Wardlow contacted the chief of police of Key West, the sheriff of Monroe County, the Florida state representative from the district, and Gov. Bob Graham to find out who had ordered the checkpoint. Nobody knew, but nobody wanted to take responsibility for facing down the border agents.
Wardlow finally went directly to the captain of the Border Patrol. The captain told Wardlow that the roadblock was “none of his business”. That didn’t sit well. The mayor was quoted as saying “Don’t tell a Conch it’s none of your business”. The words/actions of the captain essentially galvanized the “Conchs” into action.
Wardlow considered the actions of the border patrol to be “an attack on Key West’s sovereignty”. The mayor took counsel from community leaders to decide what to do. At the urging of attorney David Paul Horan, the legal route was chosen as the first step. They sought an injunction from the federal district court in Miami to stop the actions of the border patrol.
The Key West City Council complained repeatedly about the inconvenience for travelers to and from Key West, claiming that it hurt the Keys’ important tourism industry.
In the eyes of the council, since the U.S. Federal government had set up the equivalent of a border station as if they were a foreign nation, they might as well become one.
At the urging of David Paul Horan, the legal route was chosen as the first alternative and an injunction was filed against the government’s action in Federal Court in Miami. On April 22, the mayor and a small delegation from Key West flew to Miami in Horan’s plane. But U.S. District Judge C. Clyde Atkins failed to issue the injunction.
The first act of defiance occurred even before they reached Key West. The pilot of the plane, attorney Horan, buzzed the roadblock on their way back.
“By establishing that border they have declared us a foreign nation”, he told reporters. “We’re tired of the U.S. Government picking on little Key West.”
He vowed to negotiate only with Pres. Ronald Reagan or Vice Pres. George H.W. Bush. “I guess they think we’re kidding, and we’re not”, he exclaimed. “We serve notice to the government in Washington to remove the roadblock or get ready to put up a permanent border to a new foreign land”, he said. If we’re not equal, we’ll get out. It’s as simple as that … big trouble has started in much smaller places than this.”
A new government was quickly organized. Federal agents were sent to Key West to monitor the situation.
At noon the next day, April 23, 1982, they lowered the Stars and Stripes from the flagpole and raised the blue and yellow flag of the Conch Republic. The mayor then read the “Conch Republic Proclamation of Secession”.
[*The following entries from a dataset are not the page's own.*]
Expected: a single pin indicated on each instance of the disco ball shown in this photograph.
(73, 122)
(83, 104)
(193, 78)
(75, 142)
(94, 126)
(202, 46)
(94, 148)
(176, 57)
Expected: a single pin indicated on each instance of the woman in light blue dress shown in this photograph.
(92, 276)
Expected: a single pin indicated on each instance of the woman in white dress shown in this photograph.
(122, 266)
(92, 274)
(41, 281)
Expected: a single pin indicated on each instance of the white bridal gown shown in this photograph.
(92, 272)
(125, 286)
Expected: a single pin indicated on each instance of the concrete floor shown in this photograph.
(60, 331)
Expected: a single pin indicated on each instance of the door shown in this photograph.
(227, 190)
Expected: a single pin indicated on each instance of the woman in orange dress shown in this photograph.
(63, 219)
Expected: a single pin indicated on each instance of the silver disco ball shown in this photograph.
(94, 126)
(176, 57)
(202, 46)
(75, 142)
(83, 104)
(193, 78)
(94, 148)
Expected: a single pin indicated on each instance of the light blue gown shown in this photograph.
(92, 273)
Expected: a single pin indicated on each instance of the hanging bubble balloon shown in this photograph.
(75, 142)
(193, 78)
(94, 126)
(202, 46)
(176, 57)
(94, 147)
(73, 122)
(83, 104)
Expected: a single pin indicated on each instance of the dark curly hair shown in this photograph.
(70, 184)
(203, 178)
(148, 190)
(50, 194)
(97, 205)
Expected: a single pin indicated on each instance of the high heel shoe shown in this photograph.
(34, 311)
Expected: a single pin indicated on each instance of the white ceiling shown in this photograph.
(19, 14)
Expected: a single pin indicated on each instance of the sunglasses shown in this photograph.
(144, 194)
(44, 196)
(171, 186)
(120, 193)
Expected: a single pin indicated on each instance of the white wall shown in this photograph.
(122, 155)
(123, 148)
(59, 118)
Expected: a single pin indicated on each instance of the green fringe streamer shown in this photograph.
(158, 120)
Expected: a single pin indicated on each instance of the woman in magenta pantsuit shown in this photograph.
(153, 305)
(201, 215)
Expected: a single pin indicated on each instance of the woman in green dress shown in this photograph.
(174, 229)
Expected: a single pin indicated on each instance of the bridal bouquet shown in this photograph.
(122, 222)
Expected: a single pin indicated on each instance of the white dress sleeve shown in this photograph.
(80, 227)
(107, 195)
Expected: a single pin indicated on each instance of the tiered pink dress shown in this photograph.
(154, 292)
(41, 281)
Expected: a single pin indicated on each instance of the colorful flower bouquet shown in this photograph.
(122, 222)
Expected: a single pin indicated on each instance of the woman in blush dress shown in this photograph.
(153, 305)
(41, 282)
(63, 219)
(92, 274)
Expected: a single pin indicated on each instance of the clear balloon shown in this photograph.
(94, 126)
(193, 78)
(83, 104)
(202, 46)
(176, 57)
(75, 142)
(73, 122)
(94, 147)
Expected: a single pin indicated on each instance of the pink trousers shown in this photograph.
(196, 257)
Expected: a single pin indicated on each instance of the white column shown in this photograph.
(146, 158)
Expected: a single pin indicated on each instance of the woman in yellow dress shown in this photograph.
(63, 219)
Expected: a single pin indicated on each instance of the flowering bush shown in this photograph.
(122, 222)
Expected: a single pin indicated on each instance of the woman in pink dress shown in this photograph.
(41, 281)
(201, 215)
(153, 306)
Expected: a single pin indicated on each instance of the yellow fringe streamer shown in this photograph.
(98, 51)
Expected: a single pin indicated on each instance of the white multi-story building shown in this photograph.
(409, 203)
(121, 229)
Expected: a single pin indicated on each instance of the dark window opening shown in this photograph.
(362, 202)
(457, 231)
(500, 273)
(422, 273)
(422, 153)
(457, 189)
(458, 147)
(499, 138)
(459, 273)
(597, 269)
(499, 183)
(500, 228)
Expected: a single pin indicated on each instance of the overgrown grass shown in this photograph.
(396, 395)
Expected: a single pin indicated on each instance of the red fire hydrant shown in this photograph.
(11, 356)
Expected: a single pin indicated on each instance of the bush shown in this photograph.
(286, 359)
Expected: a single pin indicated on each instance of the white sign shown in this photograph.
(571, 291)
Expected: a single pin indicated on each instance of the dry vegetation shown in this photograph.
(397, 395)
This was followed by a declaration of war against the United States, symbolized by breaking a loaf of stale Cuban bread over the head of someone dressed in a naval uniform.
There ensued a brief naval battle, known as the Great Battle of the Conch Republic. The Schooner Western Union, under command of Captain John Kraus, went into the harbor and attacked the US Coast Guard Cutter DILIGENCE with water balloons, Conch fritters and stale Cuban bread. The DILIGENCE fought back with fire hoses. Prime Minister Wardlow surrendered and demanded foreign aid from the United States.
Citizens of the new republic began lobbing stale bread and conch fritters at federal agents, Navy sailors and Coast Guard personal in attendance.
Approximately one minute after declaring war and firing a “verbal shot” at the U.S., Wardlow surrendered to a nearby naval officer and requested $1 billion in foreign aid to compensate for “the long federal siege”.
[Note: they asked for foreign aid. I’ve never heard that any part of the keys ever “rejoined” the state of Florida, or the United States, like the southern states did after the Civil War.]
The publicity given to this incident was enough to get the roadblock/checkpoint removed soon after.
It is said that the incident “should not be viewed as a revolution against the United States of America. Rather, it was quite the opposite… it was a protest against the folly of zealotry resulting in the people of the Florida Keys being literally alienated as Americans.”